At dawn on the foggy morning of July 17, 1938, he filed a plan for a non-stop return to California and departed New York’s Floyd Bennett Field carrying two chocolate bars, two boxes of fig bars, a quart of water and a U.S. map with the route from New York to California marked out. A few puzzled onlookers watched him do a 180-degree turn and vanish into a cloudbank. About 28 hours later, he stepped out of his plane at Baldonnel Field, near Dublin, saying, ‘I just got in from New York. Where am I?’ Whether or not he claimed that his compasses had failed, or he told officials that he had misread his compass and had meant to fly to Los Angeles, the Irish are much taken with a good yarn (especially when told by a transplant from the sod), and he was given a hero’s welcome. He met the country’s Prime Minister, the U.S. Ambassador to England, as well as Joseph P. Kennedy. Although Corrigan never quite admitted it, his error was surely a ruse to circumvent aviation authorities who had turned down his request to make the trans-Atlantic flight. No one believed Corrigan’s explanation, especially the aviation authorities in both Ireland and America, who suspended his pilot’s license and ordered his aircraft dismantled. Corrigan stuck to his story: He’d got turned around, his compass had malfunctioned, and he’d meant to fly to California. One of the statements that he is said to have made was indeed that ‘When I came down through the clouds I noticed I had been reading the compass needle backward.’ The only people who were fooled by that probably wanted to be.
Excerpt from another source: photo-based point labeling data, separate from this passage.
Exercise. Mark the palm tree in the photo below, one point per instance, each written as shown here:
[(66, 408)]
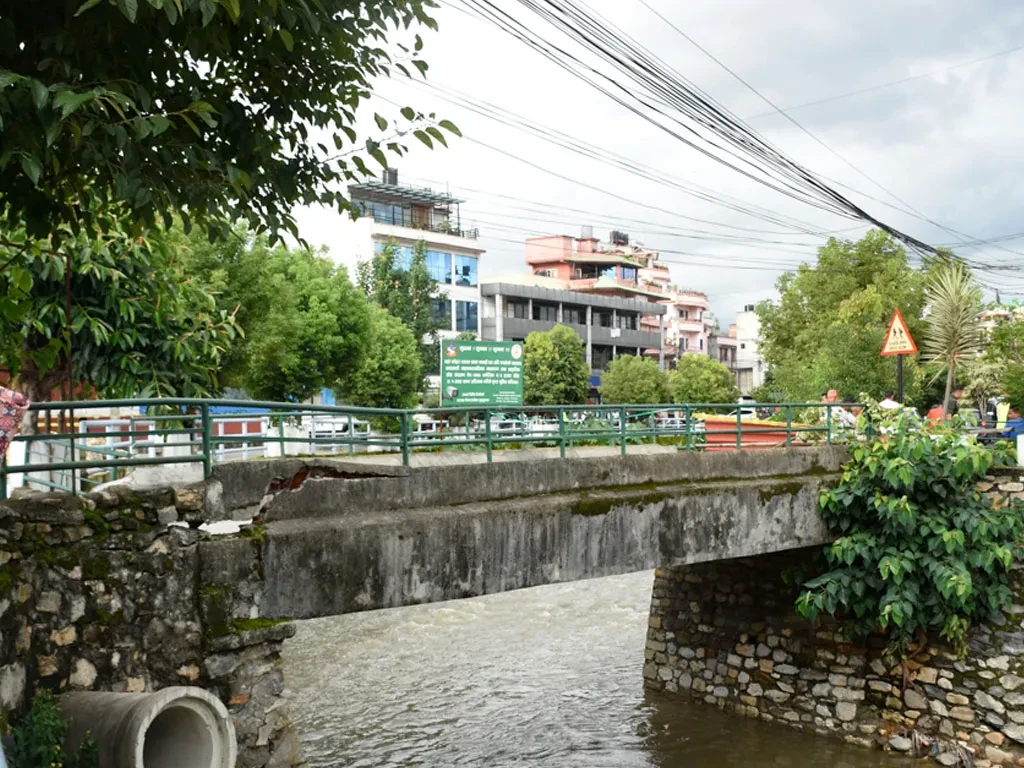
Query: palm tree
[(953, 333)]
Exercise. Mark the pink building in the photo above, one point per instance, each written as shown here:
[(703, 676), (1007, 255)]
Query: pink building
[(629, 270)]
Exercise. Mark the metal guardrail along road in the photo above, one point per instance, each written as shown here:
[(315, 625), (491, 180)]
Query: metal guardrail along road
[(108, 438)]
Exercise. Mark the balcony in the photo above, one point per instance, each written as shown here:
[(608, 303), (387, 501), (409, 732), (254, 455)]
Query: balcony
[(413, 222), (690, 326)]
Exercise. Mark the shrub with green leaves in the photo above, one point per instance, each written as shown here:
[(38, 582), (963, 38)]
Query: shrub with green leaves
[(920, 549), (39, 739)]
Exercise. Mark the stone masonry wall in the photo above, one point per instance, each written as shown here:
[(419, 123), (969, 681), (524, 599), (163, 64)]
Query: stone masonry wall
[(726, 634), (103, 593)]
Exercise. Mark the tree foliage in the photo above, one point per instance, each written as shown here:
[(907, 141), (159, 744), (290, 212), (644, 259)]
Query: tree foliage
[(304, 322), (635, 380), (1007, 349), (555, 370), (215, 110), (952, 333), (139, 324), (390, 373), (699, 379), (828, 326), (409, 293), (919, 549)]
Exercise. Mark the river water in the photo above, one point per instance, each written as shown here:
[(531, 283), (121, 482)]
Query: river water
[(547, 677)]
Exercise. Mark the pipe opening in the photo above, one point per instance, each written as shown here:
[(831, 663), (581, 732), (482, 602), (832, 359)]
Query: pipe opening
[(179, 736)]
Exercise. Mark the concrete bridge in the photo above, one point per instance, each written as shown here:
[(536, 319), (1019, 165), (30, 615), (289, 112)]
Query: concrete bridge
[(339, 537)]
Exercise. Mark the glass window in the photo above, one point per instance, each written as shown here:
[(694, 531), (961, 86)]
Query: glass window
[(465, 315), (442, 311), (518, 309), (574, 315), (439, 265), (547, 312), (402, 255), (465, 270)]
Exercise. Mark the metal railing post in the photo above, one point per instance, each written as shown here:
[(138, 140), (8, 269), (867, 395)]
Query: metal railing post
[(486, 427), (404, 438), (207, 440)]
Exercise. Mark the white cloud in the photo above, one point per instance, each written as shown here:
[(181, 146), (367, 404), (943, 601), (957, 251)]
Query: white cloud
[(945, 143)]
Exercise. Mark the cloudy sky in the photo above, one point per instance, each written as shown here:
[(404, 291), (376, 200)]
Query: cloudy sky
[(943, 146)]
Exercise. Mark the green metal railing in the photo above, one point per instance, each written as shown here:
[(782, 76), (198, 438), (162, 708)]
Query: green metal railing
[(186, 431)]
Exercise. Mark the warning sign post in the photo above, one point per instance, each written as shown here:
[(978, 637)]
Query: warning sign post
[(898, 342)]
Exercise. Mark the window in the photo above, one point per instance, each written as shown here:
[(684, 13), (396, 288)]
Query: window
[(386, 213), (545, 312), (627, 322), (518, 309), (465, 270), (442, 312), (402, 255), (439, 265), (465, 315), (574, 315), (600, 356)]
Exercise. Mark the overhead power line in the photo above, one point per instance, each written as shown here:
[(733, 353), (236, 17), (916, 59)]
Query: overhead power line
[(662, 96)]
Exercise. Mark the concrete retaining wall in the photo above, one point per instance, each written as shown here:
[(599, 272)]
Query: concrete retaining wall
[(363, 560)]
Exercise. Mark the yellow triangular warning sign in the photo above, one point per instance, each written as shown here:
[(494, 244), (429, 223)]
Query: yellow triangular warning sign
[(898, 340)]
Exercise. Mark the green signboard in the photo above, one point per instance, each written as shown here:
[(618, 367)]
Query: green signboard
[(481, 373)]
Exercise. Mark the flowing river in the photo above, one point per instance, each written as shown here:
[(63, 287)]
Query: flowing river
[(546, 677)]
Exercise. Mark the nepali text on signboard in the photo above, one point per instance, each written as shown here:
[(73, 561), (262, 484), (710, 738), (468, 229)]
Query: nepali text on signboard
[(481, 373)]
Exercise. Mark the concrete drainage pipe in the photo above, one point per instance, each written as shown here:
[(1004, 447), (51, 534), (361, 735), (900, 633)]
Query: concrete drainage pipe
[(178, 727)]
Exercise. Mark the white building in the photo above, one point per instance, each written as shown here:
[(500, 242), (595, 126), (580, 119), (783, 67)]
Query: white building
[(751, 367), (408, 215)]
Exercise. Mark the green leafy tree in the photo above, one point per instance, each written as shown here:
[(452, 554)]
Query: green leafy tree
[(635, 380), (214, 110), (828, 326), (983, 378), (555, 370), (919, 549), (304, 322), (408, 293), (139, 324), (1007, 347), (952, 333), (699, 379), (390, 373)]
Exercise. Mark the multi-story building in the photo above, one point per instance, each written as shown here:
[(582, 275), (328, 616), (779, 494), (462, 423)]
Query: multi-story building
[(609, 325), (407, 215), (619, 268), (751, 367)]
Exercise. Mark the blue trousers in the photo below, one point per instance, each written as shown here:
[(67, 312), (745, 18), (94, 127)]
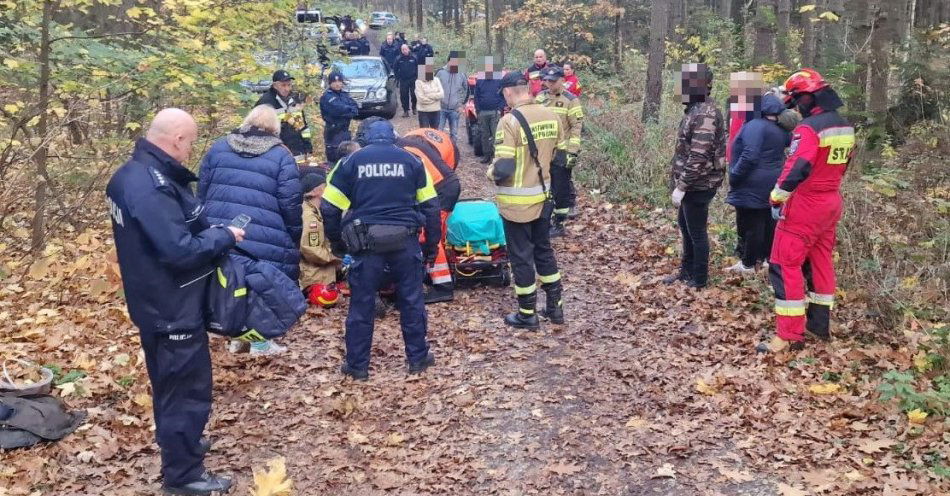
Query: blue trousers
[(366, 276), (452, 117), (179, 368)]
He was the perfect anti-hero, and Corrigan’s stunt caught the public fancy. By the time that the ship carrying Corrigan and his crated plane got back to New York, the suspension had been lifted, and ‘Wrong-Way’ Corrigan was greeted as a hero. More than a million people lined New York’s Broadway for a ticker-tape parade honoring the man who had flown in the face of authority. (The city gave him a bigger parade than it had given Lindbergh.) Corrigan enjoyed celebrity status for awhile and even played himself in the 1938 movie The Flying Irishman. So, yes, he really did know where the Hell he was going. He was no dope. (Who says Ronald Reagan invented plausible deniability?) Corrigan died in New York on December 9, 1995, at the age of 88. To most people, his name is still synonymous with football players who score goals for the opposition, but in reality, Douglas Corrigan was a beacon of passions and principles that shone above all obstacles to the realization of dreams.